Objectives: This study aimed to investigate the current epidemiology of colistin resistance and the spread of the mcr gene in clinical Gram-negative bacteria (GNB) isolated from six Tunisian university hospitals.

Methods: A total of 836 GNB strains were inoculated on COL-R agar plates with selective screening agar for the isolation of GNB resistant to colistin. For the selected isolates, mcr genes, beta-lactamases associated-resistance genes and molecular characterisation were screened by PCRs and sequencing.

Results: Colistin-resistance was detected in 5.02% (42/836) of the isolates and colistin-resistant isolates harboured an ESBL (blaCTX-M-15) and/or a carbapenemase (blaOXA-48, blaVIM) encoding gene in 45.2% of the cases. The mcr-1 gene was detected in four E. coli isolates (0.59%) causing urinary tract infections and all these isolates also contained the blaTEM-1 gene.

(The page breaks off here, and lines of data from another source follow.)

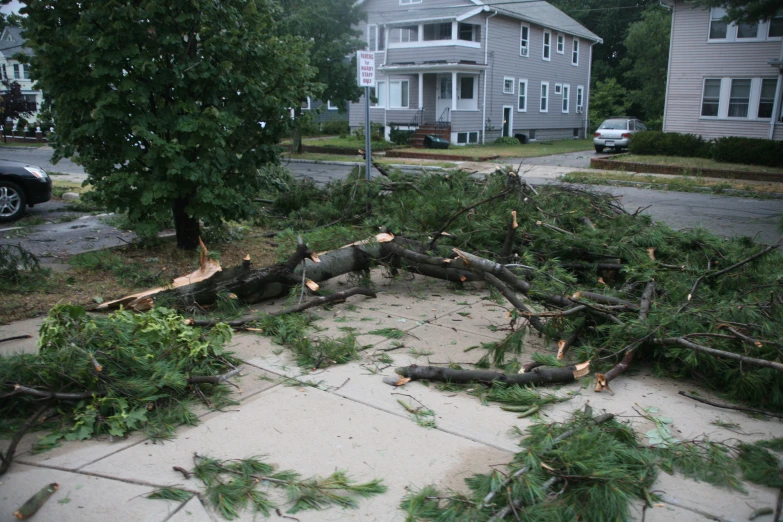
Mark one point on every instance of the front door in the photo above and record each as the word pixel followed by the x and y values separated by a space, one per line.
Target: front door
pixel 507 123
pixel 443 98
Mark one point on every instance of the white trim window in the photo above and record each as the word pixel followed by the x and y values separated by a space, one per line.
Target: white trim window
pixel 710 98
pixel 546 52
pixel 575 52
pixel 544 106
pixel 399 94
pixel 739 98
pixel 464 138
pixel 719 28
pixel 379 93
pixel 767 98
pixel 376 37
pixel 522 99
pixel 524 40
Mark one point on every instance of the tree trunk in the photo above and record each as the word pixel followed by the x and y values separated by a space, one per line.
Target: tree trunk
pixel 187 226
pixel 297 147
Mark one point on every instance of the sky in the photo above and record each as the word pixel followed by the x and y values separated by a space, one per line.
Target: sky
pixel 13 7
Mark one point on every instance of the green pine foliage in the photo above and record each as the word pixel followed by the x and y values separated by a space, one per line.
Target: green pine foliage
pixel 564 263
pixel 593 474
pixel 132 367
pixel 235 485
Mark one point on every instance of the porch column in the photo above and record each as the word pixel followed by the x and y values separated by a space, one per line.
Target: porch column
pixel 421 91
pixel 453 91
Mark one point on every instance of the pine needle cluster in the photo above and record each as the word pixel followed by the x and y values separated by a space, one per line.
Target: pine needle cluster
pixel 128 371
pixel 589 470
pixel 565 239
pixel 235 485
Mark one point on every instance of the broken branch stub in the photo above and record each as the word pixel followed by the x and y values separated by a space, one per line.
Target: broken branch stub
pixel 536 376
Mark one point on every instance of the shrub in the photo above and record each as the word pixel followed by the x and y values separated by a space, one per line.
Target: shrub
pixel 656 143
pixel 400 137
pixel 335 128
pixel 752 151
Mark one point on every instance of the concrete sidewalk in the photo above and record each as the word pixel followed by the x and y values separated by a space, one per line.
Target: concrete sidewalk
pixel 346 418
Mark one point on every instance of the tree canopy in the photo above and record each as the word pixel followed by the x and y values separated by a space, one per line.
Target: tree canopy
pixel 170 106
pixel 747 10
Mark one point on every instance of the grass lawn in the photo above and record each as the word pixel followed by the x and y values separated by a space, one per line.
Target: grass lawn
pixel 360 160
pixel 350 142
pixel 675 183
pixel 693 163
pixel 530 150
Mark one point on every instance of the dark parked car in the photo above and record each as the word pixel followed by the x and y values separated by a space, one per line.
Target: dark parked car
pixel 21 185
pixel 616 132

The blaCTX-M-15 gene was detected in three isolates that also carried the IncY and IncFIB replicons. The genetic environment surrounding the mcr-carrying plasmid indicated the presence of pap-2 gene upstream mcr-1 resistance marker with unusual missing of ISApl1 insertion sequence.

The conclusions: This study reports the first description of the mcr-1 gene among clinical E. coli isolates in Tunisia and provides an incentive to conduct routine colistin susceptibility testing in GNB clinical isolates.

Keywords: Gram negative bacteria; colistin resistance; mcr-1 gene; multi-drug resistant bacteria.

Grants and funding

This work was supported by the Ministry of Higher Education and Scientific Research of Tunisia.